Antigo vice-presidente do Vitória de Guimarães e ex-membro das direções lideradas por Pimenta Machado, Luís Cirilo confessa ao Bancada que olha com preocupação para a realidade atual do futebol português e aponta o dedo ao Estado.

"O Estado, face a tudo que se sabe de há décadas a esta parte mas com especial enfoque nos últimos tempos, continua a ter medo do futebol e recusa ter nele a intervenção necessária à reposição da verdade desportiva e ao tratamento de todos os clubes por igual mantendo também ele uma política de filhos e enteados conforme a dimensão associativa de uns e de outros", refere Cirilo, ele que também chegou a desempenhar funções de Governador Civil do distrito de Braga e foi secretário-geral adjunto do PSD na liderança de Durão Barroso.

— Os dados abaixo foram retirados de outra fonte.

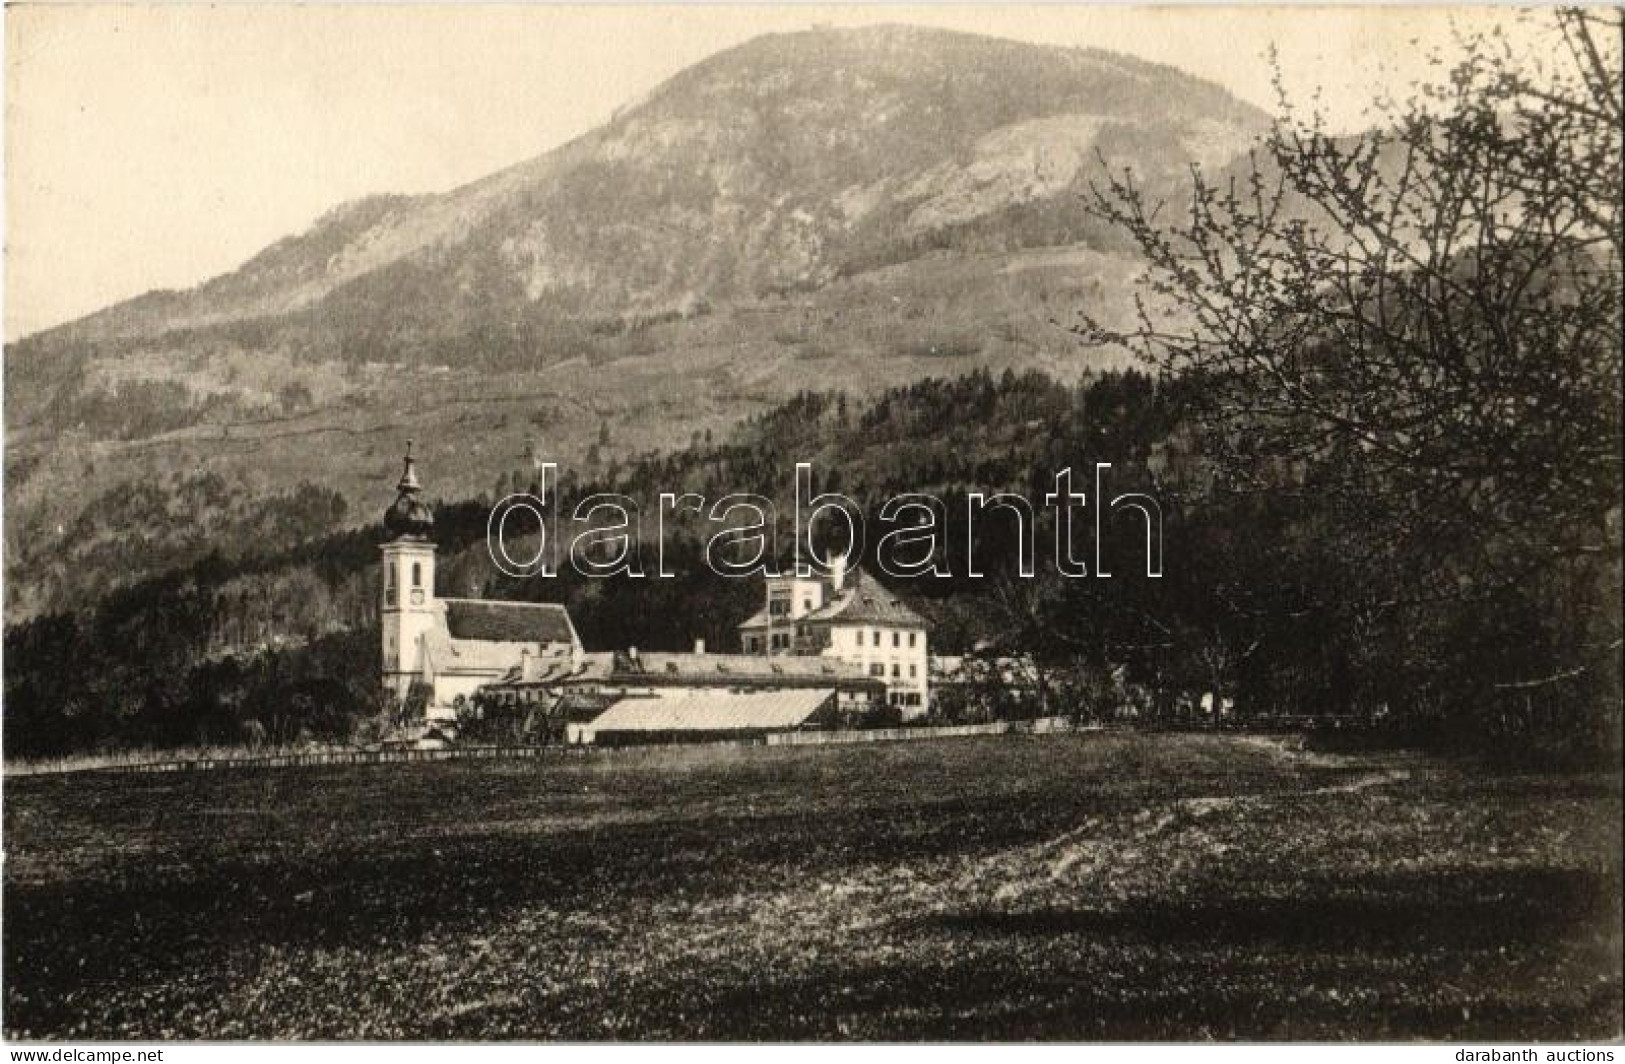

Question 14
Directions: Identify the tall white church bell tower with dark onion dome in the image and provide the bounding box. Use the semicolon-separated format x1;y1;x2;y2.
380;440;440;700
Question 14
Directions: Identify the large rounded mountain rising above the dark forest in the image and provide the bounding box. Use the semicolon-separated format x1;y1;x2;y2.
5;26;1266;619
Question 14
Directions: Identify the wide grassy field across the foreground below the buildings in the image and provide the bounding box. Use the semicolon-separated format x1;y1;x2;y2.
3;736;1622;1040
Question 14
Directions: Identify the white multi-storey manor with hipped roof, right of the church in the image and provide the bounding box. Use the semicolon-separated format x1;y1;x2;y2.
738;557;931;718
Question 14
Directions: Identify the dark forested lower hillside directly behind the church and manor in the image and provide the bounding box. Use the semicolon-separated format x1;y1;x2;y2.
5;357;1619;757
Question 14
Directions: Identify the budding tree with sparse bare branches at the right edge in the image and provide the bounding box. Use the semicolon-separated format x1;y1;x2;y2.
1081;10;1625;734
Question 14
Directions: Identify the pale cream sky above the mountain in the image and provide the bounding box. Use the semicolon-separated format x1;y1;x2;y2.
5;3;1547;340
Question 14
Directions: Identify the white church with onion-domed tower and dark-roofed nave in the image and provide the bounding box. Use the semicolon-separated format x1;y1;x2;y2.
380;440;582;720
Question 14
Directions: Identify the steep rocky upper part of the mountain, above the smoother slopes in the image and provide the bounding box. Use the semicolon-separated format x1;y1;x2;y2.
15;26;1264;357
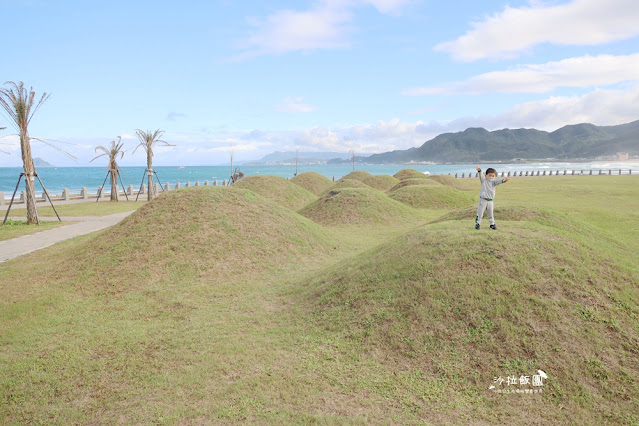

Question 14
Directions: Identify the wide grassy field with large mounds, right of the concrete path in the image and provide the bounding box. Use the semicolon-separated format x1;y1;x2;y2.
0;176;639;424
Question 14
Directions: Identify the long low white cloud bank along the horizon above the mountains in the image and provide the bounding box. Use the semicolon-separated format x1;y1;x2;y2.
0;84;639;166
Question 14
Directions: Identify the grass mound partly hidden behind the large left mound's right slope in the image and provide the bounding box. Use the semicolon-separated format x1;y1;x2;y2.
233;175;317;210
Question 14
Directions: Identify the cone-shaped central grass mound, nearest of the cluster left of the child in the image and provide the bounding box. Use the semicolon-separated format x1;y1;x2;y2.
299;188;420;225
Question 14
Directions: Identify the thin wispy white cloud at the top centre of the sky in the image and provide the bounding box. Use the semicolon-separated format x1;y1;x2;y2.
233;0;410;60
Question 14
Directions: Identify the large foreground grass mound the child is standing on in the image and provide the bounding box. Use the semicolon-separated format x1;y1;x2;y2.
300;216;639;424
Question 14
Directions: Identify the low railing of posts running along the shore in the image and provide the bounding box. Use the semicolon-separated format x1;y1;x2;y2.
0;169;636;206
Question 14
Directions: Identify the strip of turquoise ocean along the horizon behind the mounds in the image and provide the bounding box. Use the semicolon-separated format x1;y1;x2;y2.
0;160;639;198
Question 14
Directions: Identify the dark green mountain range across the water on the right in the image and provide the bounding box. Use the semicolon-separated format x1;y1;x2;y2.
331;120;639;164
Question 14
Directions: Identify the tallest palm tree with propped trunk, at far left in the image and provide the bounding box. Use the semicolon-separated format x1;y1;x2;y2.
0;81;50;224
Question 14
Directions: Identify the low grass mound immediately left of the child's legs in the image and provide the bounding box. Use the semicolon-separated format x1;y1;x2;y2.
389;185;474;209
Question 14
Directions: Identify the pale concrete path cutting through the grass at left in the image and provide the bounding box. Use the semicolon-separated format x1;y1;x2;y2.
0;210;135;263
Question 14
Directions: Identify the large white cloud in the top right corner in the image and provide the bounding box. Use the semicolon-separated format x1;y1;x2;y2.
435;0;639;61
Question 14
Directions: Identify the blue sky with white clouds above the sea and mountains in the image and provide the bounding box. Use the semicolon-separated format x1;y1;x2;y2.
0;0;639;167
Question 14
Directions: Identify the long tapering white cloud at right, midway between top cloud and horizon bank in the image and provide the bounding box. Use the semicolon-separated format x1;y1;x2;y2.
402;53;639;96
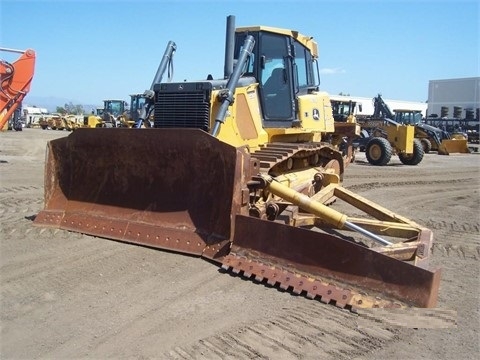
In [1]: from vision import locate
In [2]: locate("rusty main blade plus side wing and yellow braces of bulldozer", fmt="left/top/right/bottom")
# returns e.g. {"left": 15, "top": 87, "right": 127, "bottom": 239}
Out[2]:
{"left": 34, "top": 128, "right": 440, "bottom": 309}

Cirilo justifica esta ideia com exemplos. "Dos passivos bancários às dividas fiscais passando por multiplos processos judiciais que ou não andam ou resultam em perdões."

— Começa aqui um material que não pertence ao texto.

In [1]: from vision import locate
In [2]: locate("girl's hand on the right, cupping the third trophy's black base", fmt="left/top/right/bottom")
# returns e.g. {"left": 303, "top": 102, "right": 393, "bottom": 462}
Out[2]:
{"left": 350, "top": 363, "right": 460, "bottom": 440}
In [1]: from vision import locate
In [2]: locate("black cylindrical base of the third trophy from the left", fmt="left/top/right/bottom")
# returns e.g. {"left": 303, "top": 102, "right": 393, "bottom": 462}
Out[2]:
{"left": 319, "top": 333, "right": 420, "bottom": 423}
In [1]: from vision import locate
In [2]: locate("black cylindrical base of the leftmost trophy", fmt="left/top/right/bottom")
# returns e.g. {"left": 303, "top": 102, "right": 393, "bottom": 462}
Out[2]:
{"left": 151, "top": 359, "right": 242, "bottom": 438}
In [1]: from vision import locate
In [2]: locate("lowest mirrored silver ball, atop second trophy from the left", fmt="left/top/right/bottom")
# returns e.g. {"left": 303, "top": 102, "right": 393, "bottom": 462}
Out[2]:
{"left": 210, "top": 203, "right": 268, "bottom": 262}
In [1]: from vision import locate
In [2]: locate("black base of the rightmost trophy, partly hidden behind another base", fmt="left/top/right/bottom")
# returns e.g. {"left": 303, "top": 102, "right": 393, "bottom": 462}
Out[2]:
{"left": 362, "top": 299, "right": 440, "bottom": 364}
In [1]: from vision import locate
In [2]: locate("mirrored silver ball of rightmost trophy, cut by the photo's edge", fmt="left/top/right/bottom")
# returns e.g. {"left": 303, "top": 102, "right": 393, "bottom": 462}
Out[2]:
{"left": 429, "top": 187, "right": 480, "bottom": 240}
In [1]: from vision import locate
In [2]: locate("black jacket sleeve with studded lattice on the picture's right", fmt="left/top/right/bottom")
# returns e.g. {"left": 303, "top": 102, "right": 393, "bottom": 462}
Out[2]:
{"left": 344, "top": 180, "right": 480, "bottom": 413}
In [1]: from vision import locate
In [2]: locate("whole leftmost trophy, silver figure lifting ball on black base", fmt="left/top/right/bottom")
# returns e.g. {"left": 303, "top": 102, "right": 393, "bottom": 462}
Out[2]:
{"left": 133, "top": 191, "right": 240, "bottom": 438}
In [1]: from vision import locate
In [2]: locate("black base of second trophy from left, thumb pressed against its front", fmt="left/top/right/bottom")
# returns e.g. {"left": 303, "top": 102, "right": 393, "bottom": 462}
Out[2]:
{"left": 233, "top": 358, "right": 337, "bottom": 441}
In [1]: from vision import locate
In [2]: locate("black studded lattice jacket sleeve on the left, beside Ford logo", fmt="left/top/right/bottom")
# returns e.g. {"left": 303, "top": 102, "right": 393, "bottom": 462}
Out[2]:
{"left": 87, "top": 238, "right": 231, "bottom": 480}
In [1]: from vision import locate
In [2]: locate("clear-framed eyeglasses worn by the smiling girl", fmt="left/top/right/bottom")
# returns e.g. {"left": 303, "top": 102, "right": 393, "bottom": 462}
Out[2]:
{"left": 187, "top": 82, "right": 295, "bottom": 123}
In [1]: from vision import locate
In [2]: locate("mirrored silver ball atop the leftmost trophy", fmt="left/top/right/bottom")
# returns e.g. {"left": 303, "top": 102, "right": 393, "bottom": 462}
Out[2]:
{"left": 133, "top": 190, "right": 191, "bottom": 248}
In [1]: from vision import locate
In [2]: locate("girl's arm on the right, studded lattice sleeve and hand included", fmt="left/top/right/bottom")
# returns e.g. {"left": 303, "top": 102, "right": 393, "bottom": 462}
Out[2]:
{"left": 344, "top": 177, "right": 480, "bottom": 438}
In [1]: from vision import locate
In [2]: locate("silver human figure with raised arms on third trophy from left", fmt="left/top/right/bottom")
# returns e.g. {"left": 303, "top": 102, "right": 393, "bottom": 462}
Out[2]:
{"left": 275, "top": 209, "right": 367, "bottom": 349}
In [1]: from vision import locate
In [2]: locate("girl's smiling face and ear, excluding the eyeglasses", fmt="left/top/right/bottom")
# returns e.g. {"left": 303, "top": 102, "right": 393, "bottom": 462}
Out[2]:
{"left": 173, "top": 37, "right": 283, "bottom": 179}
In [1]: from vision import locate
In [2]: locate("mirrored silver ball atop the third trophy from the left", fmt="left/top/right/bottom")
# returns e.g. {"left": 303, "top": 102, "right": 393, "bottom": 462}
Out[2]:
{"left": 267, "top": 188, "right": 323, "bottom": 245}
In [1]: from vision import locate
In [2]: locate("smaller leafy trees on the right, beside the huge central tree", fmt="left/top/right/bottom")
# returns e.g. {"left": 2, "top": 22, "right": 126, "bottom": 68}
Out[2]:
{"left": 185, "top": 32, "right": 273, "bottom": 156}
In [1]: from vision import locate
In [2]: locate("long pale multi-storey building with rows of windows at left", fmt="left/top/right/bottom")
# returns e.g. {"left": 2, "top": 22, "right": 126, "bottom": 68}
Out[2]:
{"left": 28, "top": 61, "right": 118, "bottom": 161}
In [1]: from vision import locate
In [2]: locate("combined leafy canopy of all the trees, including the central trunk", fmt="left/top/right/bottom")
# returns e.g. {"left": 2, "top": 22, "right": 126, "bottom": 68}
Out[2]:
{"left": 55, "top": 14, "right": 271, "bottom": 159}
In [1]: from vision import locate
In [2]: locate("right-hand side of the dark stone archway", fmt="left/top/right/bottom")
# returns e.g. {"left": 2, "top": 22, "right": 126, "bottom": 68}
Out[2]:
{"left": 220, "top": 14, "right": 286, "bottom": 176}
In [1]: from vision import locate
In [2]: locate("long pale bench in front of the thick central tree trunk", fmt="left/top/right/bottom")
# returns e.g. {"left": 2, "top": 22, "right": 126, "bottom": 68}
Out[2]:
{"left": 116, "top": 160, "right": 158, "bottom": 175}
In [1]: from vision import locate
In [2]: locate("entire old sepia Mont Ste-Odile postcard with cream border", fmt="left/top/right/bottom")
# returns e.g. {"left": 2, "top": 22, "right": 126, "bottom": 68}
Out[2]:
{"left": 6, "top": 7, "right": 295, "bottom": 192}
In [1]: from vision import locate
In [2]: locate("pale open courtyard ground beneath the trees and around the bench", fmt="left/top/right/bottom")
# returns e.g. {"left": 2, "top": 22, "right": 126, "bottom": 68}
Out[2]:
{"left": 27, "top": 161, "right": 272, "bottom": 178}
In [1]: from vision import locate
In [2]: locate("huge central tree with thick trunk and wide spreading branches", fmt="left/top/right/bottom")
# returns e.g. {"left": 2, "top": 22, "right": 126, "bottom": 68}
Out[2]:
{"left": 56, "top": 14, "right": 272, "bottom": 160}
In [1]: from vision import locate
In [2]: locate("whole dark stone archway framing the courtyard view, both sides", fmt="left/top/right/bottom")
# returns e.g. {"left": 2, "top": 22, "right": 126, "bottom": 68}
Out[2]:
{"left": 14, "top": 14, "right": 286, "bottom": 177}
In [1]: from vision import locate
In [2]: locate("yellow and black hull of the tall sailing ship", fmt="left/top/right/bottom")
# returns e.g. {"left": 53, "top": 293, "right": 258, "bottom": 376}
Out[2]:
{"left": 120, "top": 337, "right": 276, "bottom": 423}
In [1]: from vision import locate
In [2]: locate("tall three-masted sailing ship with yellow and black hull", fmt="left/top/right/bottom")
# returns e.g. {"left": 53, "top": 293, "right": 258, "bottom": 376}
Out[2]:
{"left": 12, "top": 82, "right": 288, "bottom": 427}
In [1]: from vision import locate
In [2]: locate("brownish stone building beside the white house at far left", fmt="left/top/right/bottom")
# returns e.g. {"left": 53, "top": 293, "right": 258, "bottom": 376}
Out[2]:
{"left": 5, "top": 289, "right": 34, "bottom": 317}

Questionado sobre eventuais diferenças entre os anos 80 e 90 nos corredores do futebol nacional e os dias de hoje, o ex-vice do Vitória explica que "sendo verdade que hoje a disputa é a dois, algumas coisas mudaram e quase todas para pior."

E é para o videoárbitro que sobram críticas nesta entrevista ao nosso jornal.

"Noutros países contribui para a verdade desportiva" mas em Portugal "apenas tem como resultado vergonhas quase semanais com critérios e decisões diferentes consoante os clubes a que se aplicam as suas inteervenções. Em suma apenas veio para dar mais poder a quem já tinha poder demasiado."

Tudo somado, o antigo dirigente do Vitória de Guimarães nota que a "luta hoje é a dois" e "se os outros são 'elementos de decoração' também se podem queixar de si próprios".

"Porque nada fazem para alterar o status quo. Vale, e esse é um factor de esperança, que perante a inoperância das suas direções em contestarem o lamaçal em que o nosso futebol está mergulhado são os adeptos que um pouco por todo o país manifestam uma indignação e assumem uma contestação como não havia memória".